Belron and Autoglass: How Gary Lubner built a glass empire
How focusing on customers, insurers and employees built one of the world’s leading automotive service brands
“Windscreens are not a product that you wake up in the morning really excited about,” says Gary Lubner, “and say, ‘I’m going to go out and buy a windscreen!’ It’s a distress purchase.”
By building strong relationships with both insurers and customers (what he calls “the push and the pull”), Lubner has scaled a huge global business around these ‘distress purchases’.
Lubner stepped down as CEO of Belron in 2023. His family business specialises in vehicle glass replacement and, under his watch, repair too. The value of the company rose from around €200m to €24bn during his 23 years in charge. It employes around 35,000 people globally.
Belron is known by different names in different countries. In the UK it is known as Autoglass, in the US as Safe Light and in Europe as Carglass.
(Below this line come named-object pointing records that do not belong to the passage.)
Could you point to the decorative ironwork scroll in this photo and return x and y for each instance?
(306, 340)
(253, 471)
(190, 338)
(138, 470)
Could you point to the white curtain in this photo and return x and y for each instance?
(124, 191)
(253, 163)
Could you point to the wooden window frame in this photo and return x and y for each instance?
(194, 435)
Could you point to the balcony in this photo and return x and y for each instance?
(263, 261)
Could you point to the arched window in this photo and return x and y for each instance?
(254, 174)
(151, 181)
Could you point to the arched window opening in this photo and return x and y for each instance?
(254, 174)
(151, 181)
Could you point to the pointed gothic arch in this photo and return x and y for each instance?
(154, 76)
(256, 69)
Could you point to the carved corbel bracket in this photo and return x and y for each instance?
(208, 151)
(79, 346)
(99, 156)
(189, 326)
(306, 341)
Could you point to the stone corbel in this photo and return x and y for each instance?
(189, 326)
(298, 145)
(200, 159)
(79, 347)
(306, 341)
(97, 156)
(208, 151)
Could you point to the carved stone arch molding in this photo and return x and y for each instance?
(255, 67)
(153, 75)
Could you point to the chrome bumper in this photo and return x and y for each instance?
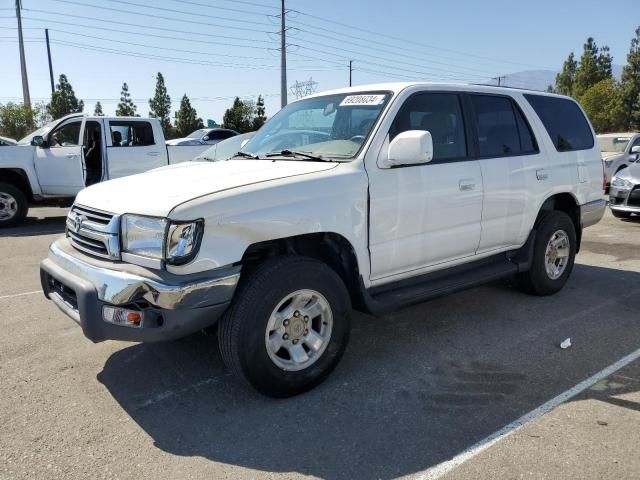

It’s called Smith & Smith in New Zealand.
“Repair was about the third of the price of replacement”
In our latest Business Leader Podcast, Lubner explains his scaling strategy to Sir Richard Harpin.
On the one hand, it’s a story of patient acquisition, buying out smaller specialist glass firms in whole and absorbing them into the Belron operation, to become the market leader in different countries. Lubner estimates he made around 700 acquisitions during his tenure.
But another key part of this scaling story was the application of technology.
A turning point for Belron was working with Glass Medic, a company it eventually bought. It developed technology that lets you repair windscreens which had only had superficial damage (“dinks”), rather than replacing the whole windscreen.
“Repair was about the third of the price of replacement,” explains Lubner, “and my thesis was that if we show that to insurance companies and they trust us, that we are on their side, they will give us more volume.”
Belron also cracked marketing in the trades service space. The ‘Autoglass repair, Autoglass replace’ jingle became part of the public consciousness and was backed up by a striking approach to advertising, in which regular workers became the front-of-house stars and spokespeople.
Indeed, Lubner says a key part of his leadership philosophy is to focus on his own people.
“People used to say, ‘Well, obviously your job is to hit the EBITDA numbers or hit the sales figures,” says Lubner, “but I never saw my job as that at all. I saw my job as making sure that we're listening to our customers, that we're listening to our people, that we're engaging our people, that we're motivating our people.”
One of his last actions as CEO, which he is most proud of, is that he enacted the ‘Belron Thank You’ scheme. It gave 26,000 employees €10,000 each to reward them for their hard work.